9.Cover and bring to a boil; reduce heat and simmer for 20 minutes.
10.Drizzle the curry with chutney and serve hot with rice.
Jamaican Jerk BBQ
8 chicken drumsticks (about 2 lb), skin removed
2 tsp Caribbean jerk seasoning
3/4 cup barbecue sauce
1 Tbsp dark rum (optional)
1/4 cup sliced scallions
1. Rub drumsticks with seasoning. Place in 3 1/2-qt or larger slow-cooker. Pour barbecue sauce and rum over chicken. Turn chicken to coat.
2. Cover and cook on low 6 to 8 hours until chicken is tender. Sprinkle with scallions.
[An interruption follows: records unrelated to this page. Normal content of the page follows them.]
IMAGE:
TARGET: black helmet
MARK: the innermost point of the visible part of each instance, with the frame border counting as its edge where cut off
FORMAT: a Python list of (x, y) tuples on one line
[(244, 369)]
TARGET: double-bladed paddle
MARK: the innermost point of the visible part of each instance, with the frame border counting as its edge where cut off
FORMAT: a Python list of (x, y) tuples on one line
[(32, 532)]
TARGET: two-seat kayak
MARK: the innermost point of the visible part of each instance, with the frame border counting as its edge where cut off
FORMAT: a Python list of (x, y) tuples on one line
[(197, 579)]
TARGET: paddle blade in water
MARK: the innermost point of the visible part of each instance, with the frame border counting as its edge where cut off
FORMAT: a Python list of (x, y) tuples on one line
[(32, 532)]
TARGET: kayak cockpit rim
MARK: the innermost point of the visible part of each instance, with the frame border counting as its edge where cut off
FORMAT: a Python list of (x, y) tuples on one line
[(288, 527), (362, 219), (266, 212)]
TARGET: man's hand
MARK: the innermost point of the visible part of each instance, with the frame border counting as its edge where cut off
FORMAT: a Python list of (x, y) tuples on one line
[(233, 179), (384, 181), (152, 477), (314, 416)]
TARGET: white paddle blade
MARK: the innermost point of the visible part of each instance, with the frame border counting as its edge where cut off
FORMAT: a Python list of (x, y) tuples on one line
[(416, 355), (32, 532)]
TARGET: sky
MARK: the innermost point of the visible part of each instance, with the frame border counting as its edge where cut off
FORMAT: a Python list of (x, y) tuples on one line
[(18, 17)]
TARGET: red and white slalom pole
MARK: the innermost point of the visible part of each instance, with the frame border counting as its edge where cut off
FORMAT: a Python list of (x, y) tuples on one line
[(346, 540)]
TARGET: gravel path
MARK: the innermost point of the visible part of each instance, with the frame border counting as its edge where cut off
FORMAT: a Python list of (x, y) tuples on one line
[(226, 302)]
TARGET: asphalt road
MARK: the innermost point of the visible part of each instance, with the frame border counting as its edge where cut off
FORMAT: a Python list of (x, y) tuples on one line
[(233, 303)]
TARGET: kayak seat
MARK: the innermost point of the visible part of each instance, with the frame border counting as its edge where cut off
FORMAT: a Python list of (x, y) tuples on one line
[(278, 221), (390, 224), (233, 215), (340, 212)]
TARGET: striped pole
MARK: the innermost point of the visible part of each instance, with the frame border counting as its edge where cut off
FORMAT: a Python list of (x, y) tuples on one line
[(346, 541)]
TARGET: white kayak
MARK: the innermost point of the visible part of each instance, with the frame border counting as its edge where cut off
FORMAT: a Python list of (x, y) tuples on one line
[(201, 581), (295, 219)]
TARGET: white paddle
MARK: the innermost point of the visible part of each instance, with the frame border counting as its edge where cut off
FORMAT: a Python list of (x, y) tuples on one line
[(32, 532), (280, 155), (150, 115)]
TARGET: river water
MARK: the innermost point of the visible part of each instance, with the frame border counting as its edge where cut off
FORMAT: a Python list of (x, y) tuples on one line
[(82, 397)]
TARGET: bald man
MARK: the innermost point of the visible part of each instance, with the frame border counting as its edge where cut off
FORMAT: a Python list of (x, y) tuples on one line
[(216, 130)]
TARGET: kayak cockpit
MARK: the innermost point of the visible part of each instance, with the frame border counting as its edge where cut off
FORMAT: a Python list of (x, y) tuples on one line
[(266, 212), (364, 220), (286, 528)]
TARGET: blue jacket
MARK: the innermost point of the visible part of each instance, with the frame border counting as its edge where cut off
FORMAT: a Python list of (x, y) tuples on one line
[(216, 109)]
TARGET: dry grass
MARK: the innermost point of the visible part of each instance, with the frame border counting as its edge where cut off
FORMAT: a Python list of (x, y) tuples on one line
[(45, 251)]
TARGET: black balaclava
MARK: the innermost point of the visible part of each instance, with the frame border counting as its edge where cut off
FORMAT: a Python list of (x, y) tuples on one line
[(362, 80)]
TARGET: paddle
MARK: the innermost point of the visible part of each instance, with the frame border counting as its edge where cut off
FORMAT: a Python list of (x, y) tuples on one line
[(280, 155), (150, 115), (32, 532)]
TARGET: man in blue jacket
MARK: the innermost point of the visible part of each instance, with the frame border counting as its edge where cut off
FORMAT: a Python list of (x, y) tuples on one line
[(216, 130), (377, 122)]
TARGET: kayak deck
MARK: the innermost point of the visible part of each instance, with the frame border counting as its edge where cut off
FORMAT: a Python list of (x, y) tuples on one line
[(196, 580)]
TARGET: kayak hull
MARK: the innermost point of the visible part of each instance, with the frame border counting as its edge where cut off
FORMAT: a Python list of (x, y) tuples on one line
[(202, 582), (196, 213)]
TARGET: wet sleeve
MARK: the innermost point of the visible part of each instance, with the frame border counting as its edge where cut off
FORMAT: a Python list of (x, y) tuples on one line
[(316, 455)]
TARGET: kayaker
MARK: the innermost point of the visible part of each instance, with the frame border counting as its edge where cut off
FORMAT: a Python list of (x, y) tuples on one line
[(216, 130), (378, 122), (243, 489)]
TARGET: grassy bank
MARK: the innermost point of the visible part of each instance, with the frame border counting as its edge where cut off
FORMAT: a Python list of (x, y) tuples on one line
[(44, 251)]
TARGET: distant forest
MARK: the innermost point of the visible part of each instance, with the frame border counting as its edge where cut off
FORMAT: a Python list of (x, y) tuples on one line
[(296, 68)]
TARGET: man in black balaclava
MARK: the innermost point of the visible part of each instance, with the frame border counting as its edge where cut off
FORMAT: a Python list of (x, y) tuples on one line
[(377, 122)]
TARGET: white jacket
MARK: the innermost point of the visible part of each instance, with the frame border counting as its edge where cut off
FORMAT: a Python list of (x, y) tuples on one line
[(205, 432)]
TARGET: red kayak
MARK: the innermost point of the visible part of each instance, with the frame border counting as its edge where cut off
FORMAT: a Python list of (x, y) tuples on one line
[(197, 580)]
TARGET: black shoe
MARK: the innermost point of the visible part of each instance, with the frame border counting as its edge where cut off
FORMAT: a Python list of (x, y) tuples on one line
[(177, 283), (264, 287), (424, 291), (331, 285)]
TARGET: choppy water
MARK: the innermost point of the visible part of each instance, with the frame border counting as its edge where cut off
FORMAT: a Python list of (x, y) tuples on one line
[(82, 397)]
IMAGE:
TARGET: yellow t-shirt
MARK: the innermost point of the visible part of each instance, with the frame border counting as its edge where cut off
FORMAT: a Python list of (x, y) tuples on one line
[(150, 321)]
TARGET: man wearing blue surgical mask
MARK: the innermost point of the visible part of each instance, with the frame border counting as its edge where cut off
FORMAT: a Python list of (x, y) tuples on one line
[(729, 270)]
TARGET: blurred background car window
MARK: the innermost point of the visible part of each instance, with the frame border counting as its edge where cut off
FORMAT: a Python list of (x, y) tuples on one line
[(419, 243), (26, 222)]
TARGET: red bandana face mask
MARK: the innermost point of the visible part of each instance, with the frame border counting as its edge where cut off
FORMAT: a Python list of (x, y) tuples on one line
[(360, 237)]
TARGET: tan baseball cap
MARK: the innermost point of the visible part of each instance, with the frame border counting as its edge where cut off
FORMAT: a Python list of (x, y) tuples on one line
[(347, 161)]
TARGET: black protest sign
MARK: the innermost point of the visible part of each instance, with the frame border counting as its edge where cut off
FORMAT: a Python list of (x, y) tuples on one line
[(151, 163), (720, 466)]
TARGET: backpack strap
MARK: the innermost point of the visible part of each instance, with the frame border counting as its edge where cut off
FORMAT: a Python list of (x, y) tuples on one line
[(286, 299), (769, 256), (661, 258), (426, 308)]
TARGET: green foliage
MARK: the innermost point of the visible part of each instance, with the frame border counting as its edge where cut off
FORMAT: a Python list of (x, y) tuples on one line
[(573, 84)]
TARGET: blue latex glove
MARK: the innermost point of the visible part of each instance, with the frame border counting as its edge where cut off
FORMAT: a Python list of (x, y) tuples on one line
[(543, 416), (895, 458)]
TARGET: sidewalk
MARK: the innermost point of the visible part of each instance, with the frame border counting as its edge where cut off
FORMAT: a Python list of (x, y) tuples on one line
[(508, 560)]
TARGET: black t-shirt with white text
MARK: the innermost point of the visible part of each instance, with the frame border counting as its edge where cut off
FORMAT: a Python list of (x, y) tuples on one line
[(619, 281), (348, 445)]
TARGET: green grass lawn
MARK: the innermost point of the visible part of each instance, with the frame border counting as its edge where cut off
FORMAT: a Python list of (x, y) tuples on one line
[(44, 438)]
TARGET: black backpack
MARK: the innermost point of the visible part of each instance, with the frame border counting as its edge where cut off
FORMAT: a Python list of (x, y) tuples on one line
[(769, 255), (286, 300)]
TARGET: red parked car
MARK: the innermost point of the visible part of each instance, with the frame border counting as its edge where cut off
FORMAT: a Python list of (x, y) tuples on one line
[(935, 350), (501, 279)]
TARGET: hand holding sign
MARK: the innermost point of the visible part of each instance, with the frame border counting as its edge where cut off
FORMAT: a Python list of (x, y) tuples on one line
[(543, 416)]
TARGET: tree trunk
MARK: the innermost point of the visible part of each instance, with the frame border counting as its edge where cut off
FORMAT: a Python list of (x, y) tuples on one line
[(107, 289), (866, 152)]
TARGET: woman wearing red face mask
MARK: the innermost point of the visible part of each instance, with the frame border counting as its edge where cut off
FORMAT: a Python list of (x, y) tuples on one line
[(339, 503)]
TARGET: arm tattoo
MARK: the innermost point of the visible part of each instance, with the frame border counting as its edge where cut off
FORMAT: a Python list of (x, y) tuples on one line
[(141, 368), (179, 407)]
Great with coleslaw and cornbread on the side.
Mexican Beef & Black Bean Soup
8 oz lean ground beef
1 cup chopped onion
1 tsp dried oregano
1 tsp ground cumin
1 15 oz can corn
1 15 oz can chicken broth
1 cn diced tomatoes with green chiles
15 oz black beans, rinsed
1/2 cup chopped cilantro
Put ground beef, onion, oregano and cumin in a 2- to 3-qt saucepan. Cook, breaking up clumps of beef with a spoon, 3 minutes or until beef is browned. Add corn, chicken broth, diced tomatoes with green chiles, and rinsed black beans; bring mixture to a boil. Reduce heat to low; simmer 5 to 10 minutes for flavors to blend. Stir in 1/2 cup chopped cilantro and serve with crushed corn tortilla chips.
Gooseberry Patch has a new recipe book called Slow Cookers, Casseroles & Skillets. Here is a sample recipe:
Root Beer Pulled Pork BBQ
2 onions, sliced and divided
2 T. garlic, minced
4-lb. pork roast
1/2 t. salt
1/2 t. pepper
4-1/2 c. root beer, divided
16-oz. bottle favorite barbecue or chili sauce
Place one sliced onion in the bottom of a slow cooker; add garlic. Sprinkle roast with salt and pepper; place in slow cooker. Add 1-1/2 cups root beer to slow cooker. Cover and cook on low setting for 8 to 10 hours, or on high setting for 5 hours. Remove roast and set aside to cool. Discard onion and liquid in slow cooker. In a saucepan, bring sauce and remaining root beer to a boil; simmer for 30 minutes. When roast is cool enough to handle, shred with a fork, discarding bone and fat; return shredded meat to slow cooker. Stir in sauce mixture and remaining onion. Cover and cook on high setting for one to 3 hours, until onion is soft. Serves 12.